Saat ini, Dewa United menempati peringkat kesembilan di klasemen sementara BRI Super League, mengumpulkan 37 poin dari 26 pertandingan. Catatan mereka adalah 11 kemenangan, empat hasil imbang, dan 11 kekalahan.
Intip Peluang Empat Besar
Meski target utama adalah enam besar, juru taktik berlisensi UEFA Pro ini tidak menutup kemungkinan bagi timnya untuk merangkak lebih tinggi, bahkan hingga ke posisi empat besar. “Setelah itu, saya masih berharap kami bisa melompat ke empat besar. Kami punya delapan pertandingan tersisa. Kalau saya bilang sekarang kami harus juara, itu konyol,” tambahnya.
Riekerink menekankan pentingnya realisme dalam menetapkan target. “Menurut saya enam besar adalah target yang realistis bagi pemain. Dalam dua tahun terakhir kami selalu mengakhiri musim dengan sangat baik, jadi kita lihat saja nanti, mungkin bisa ke empat besar. Tapi untuk saat ini, fokusnya adalah enam besar,” pungkasnya.
Ujian Berat Melawan Malut United
Pertandingan terdekat akan membawa Dewa United bertandang ke markas Malut United pada pekan ke-27 BRI Super League, Minggu (12/4/2026) malam WIB, di Stadion Gelora Kie Raha, Ternate.

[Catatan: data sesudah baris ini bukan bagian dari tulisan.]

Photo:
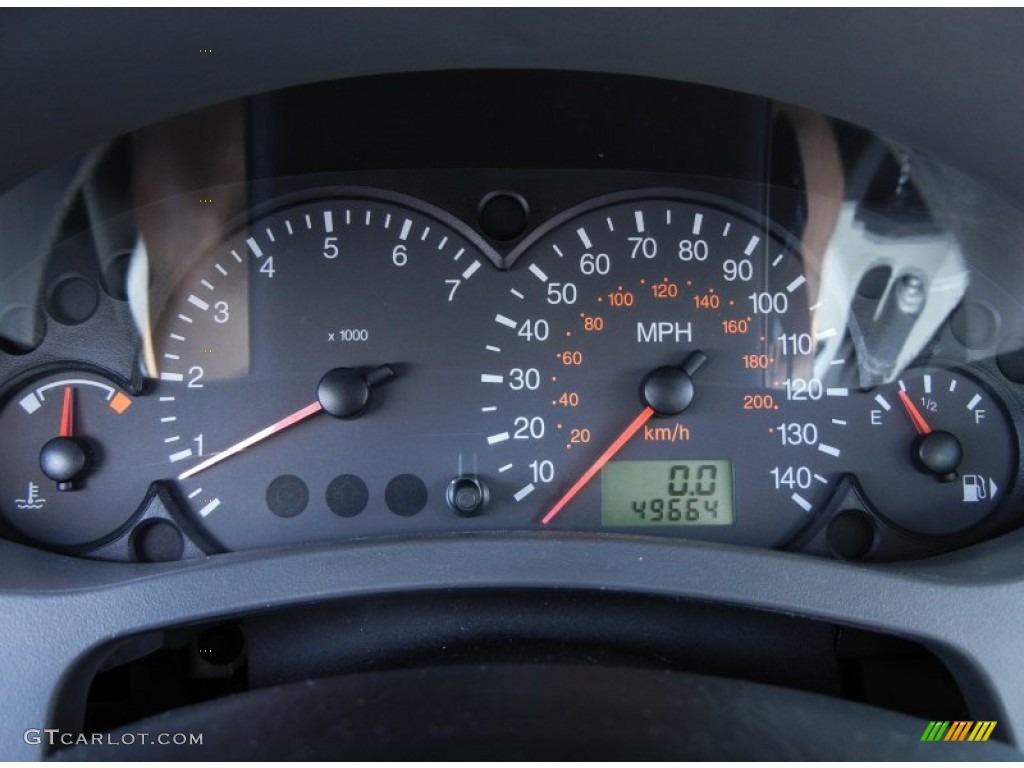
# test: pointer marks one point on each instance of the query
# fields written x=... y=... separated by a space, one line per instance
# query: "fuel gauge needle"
x=919 y=421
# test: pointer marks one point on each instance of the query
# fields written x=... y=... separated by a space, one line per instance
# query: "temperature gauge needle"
x=919 y=421
x=301 y=415
x=613 y=449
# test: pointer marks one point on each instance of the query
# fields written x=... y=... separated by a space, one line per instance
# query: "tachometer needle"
x=594 y=468
x=68 y=414
x=238 y=448
x=919 y=421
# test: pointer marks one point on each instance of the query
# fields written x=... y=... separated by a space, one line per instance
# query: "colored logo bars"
x=958 y=730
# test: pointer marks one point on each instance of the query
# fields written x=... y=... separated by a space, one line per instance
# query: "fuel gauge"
x=73 y=470
x=943 y=452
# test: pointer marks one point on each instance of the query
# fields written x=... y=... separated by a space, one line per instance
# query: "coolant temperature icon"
x=978 y=488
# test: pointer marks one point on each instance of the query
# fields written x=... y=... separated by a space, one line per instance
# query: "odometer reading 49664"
x=667 y=493
x=636 y=343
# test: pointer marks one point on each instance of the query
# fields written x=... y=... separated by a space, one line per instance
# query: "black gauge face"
x=74 y=469
x=941 y=452
x=648 y=372
x=309 y=375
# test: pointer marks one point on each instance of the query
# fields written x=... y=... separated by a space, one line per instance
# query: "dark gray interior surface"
x=946 y=82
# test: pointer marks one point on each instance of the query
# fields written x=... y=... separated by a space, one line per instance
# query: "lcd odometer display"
x=682 y=493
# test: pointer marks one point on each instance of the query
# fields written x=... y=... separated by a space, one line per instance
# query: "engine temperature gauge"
x=69 y=446
x=942 y=452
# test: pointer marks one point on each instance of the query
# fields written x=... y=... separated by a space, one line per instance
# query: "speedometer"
x=649 y=372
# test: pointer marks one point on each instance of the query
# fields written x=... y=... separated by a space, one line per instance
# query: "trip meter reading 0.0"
x=594 y=336
x=667 y=493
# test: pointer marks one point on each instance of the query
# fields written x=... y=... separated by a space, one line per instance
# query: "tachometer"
x=304 y=377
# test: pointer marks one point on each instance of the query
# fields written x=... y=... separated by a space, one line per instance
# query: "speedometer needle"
x=919 y=421
x=238 y=448
x=667 y=391
x=613 y=449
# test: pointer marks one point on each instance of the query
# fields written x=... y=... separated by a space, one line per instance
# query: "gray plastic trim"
x=57 y=610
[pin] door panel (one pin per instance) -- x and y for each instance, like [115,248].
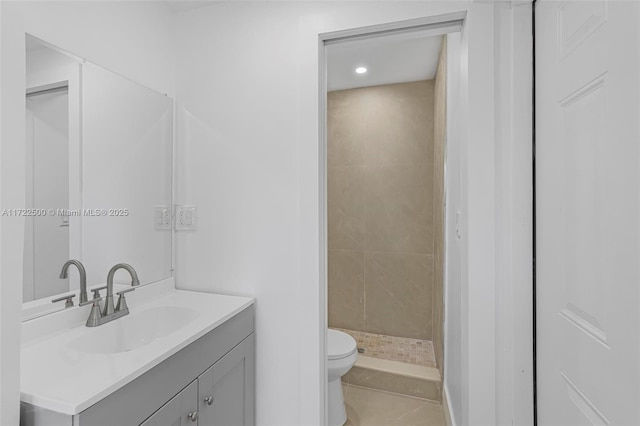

Riekerink menekankan bahwa timnya tidak hanya mengincar kemenangan, tetapi juga penampilan yang berkualitas.
Mantan pelatih Heerenveen itu menyadari bahwa Malut United adalah lawan tangguh, yang saat ini berada di posisi keempat klasemen dengan 46 poin dan dihuni oleh deretan pemain bintang. “Targetnya main bagus dan menang. Tetapi bukan hanya sekadar menang. Itu tidak ada dalam filosofi saya,” tegasnya.
Apresiasi untuk Dukungan Suporter
Riekerink juga menyampaikan apresiasi atas dukungan suporter saat Dewa United meraih kemenangan tipis 1-0 atas PSIM Yogyakarta di Banten International Stadium, Serang, Jumat (3/4/2026) malam WIB.
“Kami terkejut melihat antusiasme penonton. Kami masih klub muda, banyak yang mungkin luput memperhatikan fondasi yang telah kami bangun dalam tiga setengah tahun. Anda tahu tim-tim dengan sejarah di Indonesia, mereka memiliki latar belakang itu dan kami sedang merajut masa depan klub,” ujarnya.
“Kami membangun sejarah dan sejarah itu baru tiga setengah tahun dan kami harus menyadarinya, tetapi saya sangat senang dengan para penggemar hari ini. Saya pikir itu sangat membantu kami,” tutup Riekerink, menegaskan pentingnya dukungan publik dalam perjalanan klub muda ini.